Hacía dos días había recibido una llamada.

—Weber.

Se corrigió al recordar el frecuente reproche de su madre «no olvides el Tejedor, hija».

—Weber-Tejedor. ¿Diga?

—Hola, ¿te siguen interesando mis informaciones?

—Pues claro, Katja.

—Como no has llamado ni una vez desde el entierro…

—Entiéndelo, es que…

—No hace falta que me des explicaciones, me basta con ver que tienes mala conciencia. —Katja Bamberger había reído complacida—. Y ahora te cuento por qué te llamo. Este miércoles tenemos por fin el pitch en el ayuntamiento. ¡Lo hemos conseguido! Hemos logrado preparar todo y pasado mañana será el gran día.

—Os felicito.

Recordó el deseo de Markus Gerwing de que eso no se hiciera realidad, de que sin Sperber la agencia no saliera adelante. Si bien comprendía las razones de tal anhelo, se alegraba de que la predicción no se hubiera cumplido.

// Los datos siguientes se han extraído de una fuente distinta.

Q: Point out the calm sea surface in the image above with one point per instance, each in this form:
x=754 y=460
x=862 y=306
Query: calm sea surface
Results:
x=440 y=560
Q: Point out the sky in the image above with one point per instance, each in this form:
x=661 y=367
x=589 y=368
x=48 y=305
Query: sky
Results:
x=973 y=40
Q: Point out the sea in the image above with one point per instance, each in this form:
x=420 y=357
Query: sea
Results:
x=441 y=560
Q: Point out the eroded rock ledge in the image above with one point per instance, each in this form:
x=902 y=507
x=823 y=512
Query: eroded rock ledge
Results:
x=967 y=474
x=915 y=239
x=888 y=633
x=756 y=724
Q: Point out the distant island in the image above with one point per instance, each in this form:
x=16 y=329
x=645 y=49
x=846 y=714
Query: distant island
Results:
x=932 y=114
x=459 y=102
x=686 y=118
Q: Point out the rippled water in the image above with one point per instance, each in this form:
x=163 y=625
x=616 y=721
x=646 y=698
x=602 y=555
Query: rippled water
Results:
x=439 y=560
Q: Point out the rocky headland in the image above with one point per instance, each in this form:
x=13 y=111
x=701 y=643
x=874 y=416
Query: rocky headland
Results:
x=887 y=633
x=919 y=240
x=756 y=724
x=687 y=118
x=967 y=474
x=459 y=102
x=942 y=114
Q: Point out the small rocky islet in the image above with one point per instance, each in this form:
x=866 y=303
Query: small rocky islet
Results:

—Todavía no, que no hemos ganado.

—De todos modos hay que daros la enhorabuena. Sinceramente, no creía que pudierais superar el golpe de la muerte de Sperber.

—Cierto. Lo hemos logrado en parte gracias a la vieja guardia. A Andreas Wallau, que ha sido nuestro motor, a Baumgard, que vuelve a ser el director, y a Hase, que ha salido de su madriguera y se ha convertido en una luchadora. Hemos trabajado como posesos estos últimos días y el miércoles lo presentamos. Y por la tarde habrá una pequeña fiesta, pensada como homenaje a Johannes. Será en la galería de arte de Sarah Serfaty-Wallau, la mujer de Andreas. Si quieres venir, estás invitada.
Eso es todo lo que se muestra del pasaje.